# Do You Swear / Curse/ Cuss?



## Bay Area Baritone (Dec 2, 2008)

I was raised in the 1960s and 70s, and in my household, the F word, sh*t, and others like it were _verboten_.

Now that I'm an adult (sorta kinda), I still feel funny saying those words in front of others--I just don't feel they have a place in social situations--you don't know who you might be offending...

When alone, I will occasionally swear to myself if something bad happens (stub toe, step in dog excretement, lose $10,000 or more in the Stock Market).

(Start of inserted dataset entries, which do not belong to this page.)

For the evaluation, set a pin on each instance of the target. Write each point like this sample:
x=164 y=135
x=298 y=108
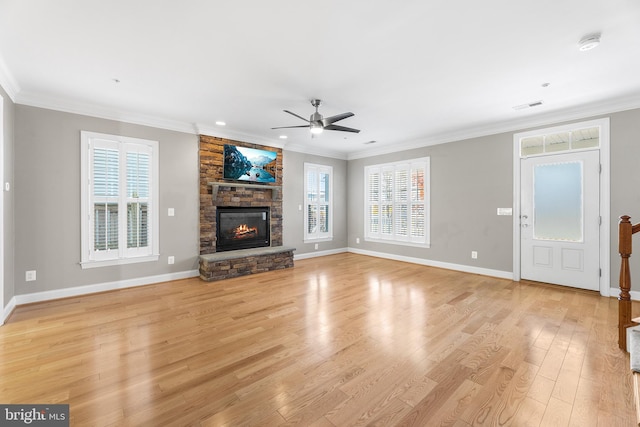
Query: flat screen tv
x=249 y=164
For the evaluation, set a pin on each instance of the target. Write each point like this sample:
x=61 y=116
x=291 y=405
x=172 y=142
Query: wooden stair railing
x=625 y=231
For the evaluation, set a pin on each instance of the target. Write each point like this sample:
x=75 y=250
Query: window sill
x=119 y=261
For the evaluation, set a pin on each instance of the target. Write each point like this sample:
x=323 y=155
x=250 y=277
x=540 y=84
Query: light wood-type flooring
x=341 y=340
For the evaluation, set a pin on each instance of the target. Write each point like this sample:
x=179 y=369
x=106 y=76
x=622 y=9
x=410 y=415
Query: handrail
x=625 y=231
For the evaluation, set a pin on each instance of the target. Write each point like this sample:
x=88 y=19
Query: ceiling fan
x=317 y=124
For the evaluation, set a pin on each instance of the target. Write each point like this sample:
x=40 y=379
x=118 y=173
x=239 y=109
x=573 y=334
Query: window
x=119 y=200
x=396 y=202
x=318 y=220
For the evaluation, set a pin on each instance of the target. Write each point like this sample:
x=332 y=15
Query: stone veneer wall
x=211 y=165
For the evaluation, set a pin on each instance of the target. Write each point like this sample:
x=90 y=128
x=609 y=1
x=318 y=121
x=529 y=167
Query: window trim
x=424 y=163
x=88 y=141
x=317 y=237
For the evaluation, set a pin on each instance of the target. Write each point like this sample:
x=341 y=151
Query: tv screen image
x=249 y=164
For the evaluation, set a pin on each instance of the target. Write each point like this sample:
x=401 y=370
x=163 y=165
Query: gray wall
x=47 y=200
x=625 y=187
x=8 y=214
x=293 y=196
x=469 y=180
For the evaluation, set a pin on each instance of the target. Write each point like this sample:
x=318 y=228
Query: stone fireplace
x=257 y=246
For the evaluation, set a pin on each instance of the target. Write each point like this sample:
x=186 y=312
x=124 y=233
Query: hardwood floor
x=343 y=340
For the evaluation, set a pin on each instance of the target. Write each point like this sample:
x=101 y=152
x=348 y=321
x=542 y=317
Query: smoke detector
x=589 y=42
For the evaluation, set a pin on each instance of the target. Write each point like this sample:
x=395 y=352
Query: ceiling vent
x=529 y=105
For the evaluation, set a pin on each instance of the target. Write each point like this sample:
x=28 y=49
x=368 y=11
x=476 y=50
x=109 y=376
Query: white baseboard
x=99 y=287
x=319 y=253
x=449 y=266
x=8 y=310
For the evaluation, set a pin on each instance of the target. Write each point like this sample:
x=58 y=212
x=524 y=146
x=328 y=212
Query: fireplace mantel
x=275 y=189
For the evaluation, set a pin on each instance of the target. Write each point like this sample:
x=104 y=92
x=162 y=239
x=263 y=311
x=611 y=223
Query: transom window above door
x=557 y=142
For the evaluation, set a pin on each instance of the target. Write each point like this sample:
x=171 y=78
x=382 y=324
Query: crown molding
x=108 y=113
x=516 y=125
x=221 y=132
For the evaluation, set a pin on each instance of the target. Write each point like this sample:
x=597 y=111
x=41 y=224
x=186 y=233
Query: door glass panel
x=558 y=201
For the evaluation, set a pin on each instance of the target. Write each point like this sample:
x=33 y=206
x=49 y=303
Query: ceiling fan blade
x=337 y=117
x=342 y=128
x=294 y=114
x=291 y=127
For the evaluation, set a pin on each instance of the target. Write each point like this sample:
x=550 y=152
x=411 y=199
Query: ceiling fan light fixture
x=316 y=128
x=589 y=42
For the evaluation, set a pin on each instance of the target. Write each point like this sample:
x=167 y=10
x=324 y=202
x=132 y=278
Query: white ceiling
x=414 y=72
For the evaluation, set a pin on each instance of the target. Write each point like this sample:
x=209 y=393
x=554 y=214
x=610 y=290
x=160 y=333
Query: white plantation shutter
x=106 y=194
x=396 y=202
x=318 y=205
x=119 y=197
x=138 y=190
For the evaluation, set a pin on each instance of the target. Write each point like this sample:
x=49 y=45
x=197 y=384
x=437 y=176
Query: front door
x=560 y=219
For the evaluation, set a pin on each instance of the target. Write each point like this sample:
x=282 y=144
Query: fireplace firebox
x=242 y=228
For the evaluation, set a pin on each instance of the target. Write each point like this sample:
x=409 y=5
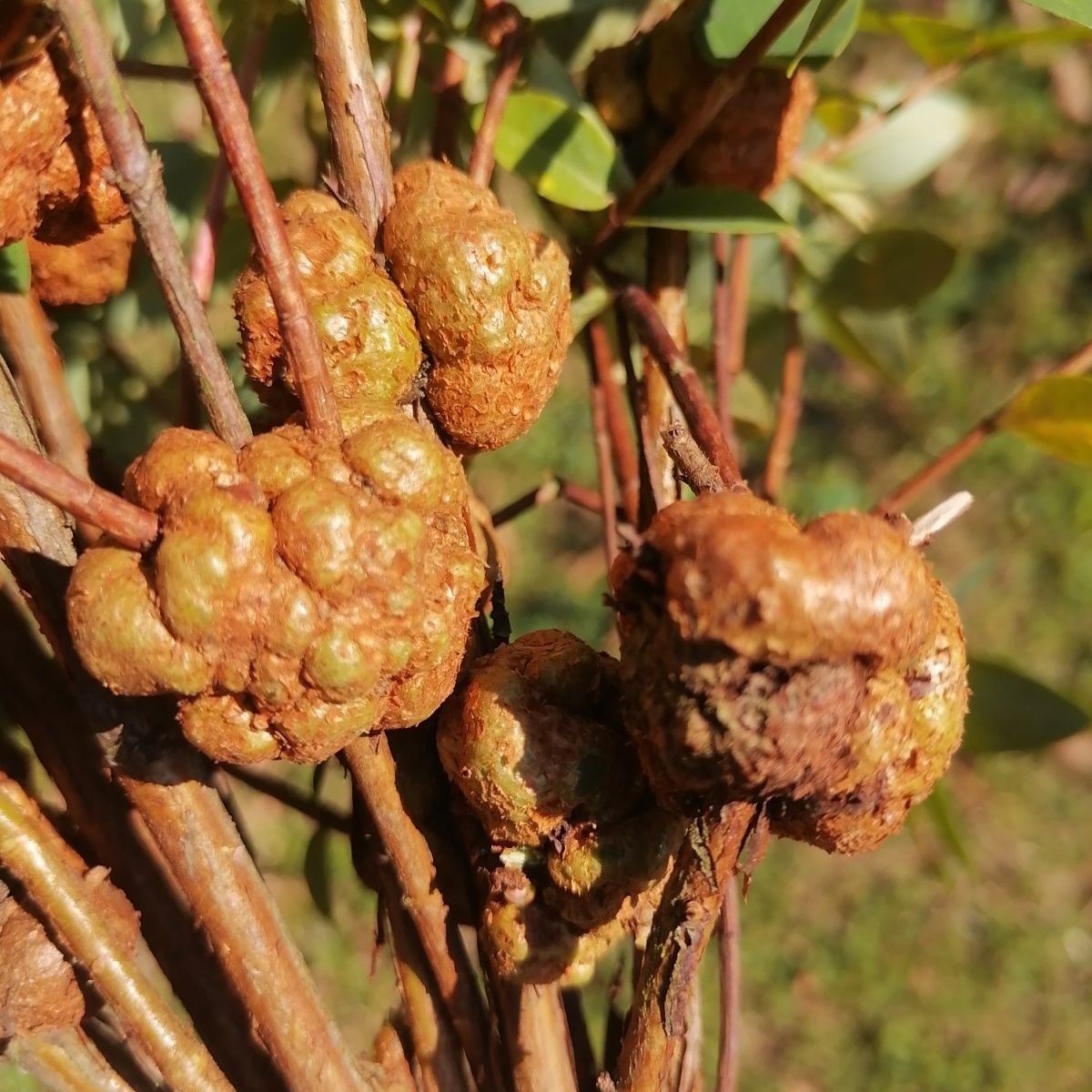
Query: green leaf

So, what are your views on swearing?

B.A.B.


----------



## Crownship (Mar 17, 2008)

I swear I don't swear. Dang it!


----------



## agnash (Jul 24, 2006)

I think it is over used today, and therefore I avoid it. At one time jeans, swearing and tattoos were used to set yourself apart. Now, they just make you part of the herd.


----------



## radix023 (May 3, 2007)

more than I should.

I've gotten a lot better (not perfect, but it's very rare) about not doing it in front of children and I've managed to strike the blaspheming stuff from my vocabulary.


----------



## Acct2000 (Sep 24, 2005)

Seldom, but I wish it was never.


----------



## smujd (Mar 18, 2008)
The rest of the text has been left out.